Aktionstag gegen die Sucht

Glücksspiel am Pranger

2.10.2021, 17:00 Uhr
Sozialpädagogin Christine Boeck und eine eigens gestaltete Ausgabe des ehemaligen CSU-Parteiblatts „Bayern-Kurier“.

© Robert Schmitt, NN Sozialpädagogin Christine Boeck und eine eigens gestaltete Ausgabe des ehemaligen CSU-Parteiblatts „Bayern-Kurier“.

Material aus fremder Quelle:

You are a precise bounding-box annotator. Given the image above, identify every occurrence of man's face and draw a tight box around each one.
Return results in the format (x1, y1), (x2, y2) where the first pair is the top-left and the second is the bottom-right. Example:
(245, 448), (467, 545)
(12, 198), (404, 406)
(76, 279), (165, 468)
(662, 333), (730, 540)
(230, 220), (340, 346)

Pro Jahr betreut Sozialpädagogin Christine Boeck gut 20 Menschen aus Schwabach und dem Landkreis Roth, die dem Teufelskreis zwischen hoher Verschuldung und der Abhängigkeit von den Automaten mit rotierenden Zahlen und blinkenden Lichtern entkommen wollen. "Am Aktionstag streben wir an, die Öffentlichkeit aufzuklären", sagt Boeck. Dazu hat sie auf dem Schwabacher Martin-Luther-Platz mit der Lektüre einer überdimensionalen Zeitung auf sich aufmerksam gemacht, die den Titel des ehemaligen CSU-Parteiblatts trug: Boeck las den "Bayern-Kurier".

Doch vielleicht war der Name gar kein Fehlgriff oder Zufall. Schließlich üben die Macher halbseitig harte Kritik an der Bayerischen Staatsregierung. Die hat nämlich mit allen anderen Bundesländern ihre Unterschrift unter eine höchst umstrittene Vereinbarung gesetzt. Am 1. Juli erlangte ein Glücksspiel-Staatsvertrag Gültigkeit, der Online-Glücksspiele bundesweit legalisiert hat.

An ihm übt mit Daniela Ludwig sogar die Drogenbeauftragte der Bundesregierung Kritik. Die CSU-Politikerin bemängelt vor allem, dass das Aufsichtsamt, das die Länder vereinbart haben und das Auswüchse verhindern soll, bei Inkrafttreten lange noch nicht in Sicht war. Weitere Beobachter werfen den Ländern vor, den Vertrag ausschließlich aus finanziellen Gründen geschlossen zu haben.

"Man erwartet fünf Milliarden Steuereinnahmen" hatte kürzlich bei einer Online-Veranstaltung in Roth der ehemalige Sportreporter Werner Hansch vorgerechnet. Er war selbst glücksspielsüchtig.

Einnahmen von Süchtigen

Christine Boeck sieht die Öffnung von Glücksspiel und Sportwetten per Internet noch aus anderen Gründen kritisch. "60 Prozent ihrer Einnahmen erzielt die Glücksspielindustrie von Süchtigen", sagt Boeck, "und dieser Anteil wird wachsen". Schließlich erweitere das Internet die Möglichkeiten enorm. "Es wird mehr Süchtige geben", sagt Boeck. "Es ist traurig, dass die Politik das hinnimmt." Denn einerseits sei das Spiel nun per Smartphone immer verfügbar. Andererseits könne man auch in häuslicher Anonymität stundenlang unbeobachtet zocken.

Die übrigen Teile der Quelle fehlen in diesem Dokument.